Il est enfin temps de donner aux élus des collectivités territoriales la liberté et les responsabilités auxquelles ils ont droit. (…) Le dévouement, la compétence, le désintéressement des élus locaux le justifient. (…) Ne méritent-ils pas qu’on leur fasse confiance pour choisir et appliquer les bonnes solutions aux problèmes qu’ils ont à résoudre, au moins autant qu’aux services anonymes d’un ministère parisien, ou même d’un ministre, quel qu’il soit et quelle que soit sa couleurs politique ? Les ministres ont le plus souvent tendance à vouloir conserver et, s’ils le peuvent, augmenter le domaine de leurs activités. Les services les y poussent en leur expliquant que ce serait déchoir que d’accepter une réduction de compétences. Les ministres de François Mitterrand et de Pierre Mauroy pensent, au contraire, que se dépouiller d’une partie de leurs attributions au profit des élus locaux, départementaux et régionaux est non pas déchoir, mais bien servir la France, en donnant à ceux qui en forment le tissu, le droit d’être eux-mêmes et la possibilité de jouer pleinement leur rôle. C’est bien servir la France, c’est renforcer la démocratie que de permettre aux élus de décider sur place des solutions à apporter aux problèmes qu’ils connaissent mieux que quiconque. (…) Contrairement à ce l’on affirme trop souvent, c’est renforcer l’Etat que de l’alléger d’une partie des tâches dont il s’est encombré progressivement et qu’il n’arrive pas à accomplir de manière satisfaisante. C’est lui permettre de se consacrer pleinement à ce qui lui revient de droit, pour faire moins, mais pour faire mieux. (…) Le projet de loi a pour objet de transférer le pouvoir aux élus, aux représentants des collectivités territoriales, désignés par leurs concitoyens. (…) Par une série de mesures (…), il modifie fondamentalement la répartition des pouvoirs. Désormais, les élus seront libres d’exercer pleinement leur mandat, libres de prendre leurs responsabilités sans entraves, sans les limitations, sans les détournements imposés par les services ministériels contre leur volonté et parfois contre l’intérêt de leurs communes ».
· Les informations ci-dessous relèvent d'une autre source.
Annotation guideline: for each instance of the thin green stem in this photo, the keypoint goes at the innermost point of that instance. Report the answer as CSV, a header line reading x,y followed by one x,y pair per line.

Ainsi, la décentralisation initiée en 1982 a reposé sur deux logiques : une volonté de l’Etat de se délester de certaines responsabilités en particulier dans le domaine social, dont il a préféré en charger les collectivités territoriales ; une redistribution des pouvoirs en faveur des élus – ce qui a amené les sociologues de Sciences Po à parler de « sacre de notables » (J. Rondin, Fayard, 1985), sans s’appuyer sur une réelle intervention des citoyens et de la société civile.

La décentralisation a correspondu en quelque sorte à une décentralisation de « petits pouvoirs » sans mise en cause de la centralisation des pouvoirs essentiels en matière économique, financière ou stratégique. Elle a amené les élus locaux à se « responsabiliser », à endosser eux-mêmes la gestion des conséquences de la crise, à prendre et à assumer des mesures impopulaires, tout en gagnant des ressources en termes de pouvoir. Elle a fait reporter sur la fiscalité locale la progression des « prélèvements obligatoires ».

L’autonomie supplémentaire accordée aux collectivités territoriales par l’Etat central ne s’est pas accompagnée d’un réel désengagement de celui-ci. Il a conservé de multiples moyens d’influence et d’orientation, en particulier par la réglementation et l’allocation de ressources, et s’en est donné de nouveaux, tels les contrats de Plan Etat-régions qui encadrent l’action locale.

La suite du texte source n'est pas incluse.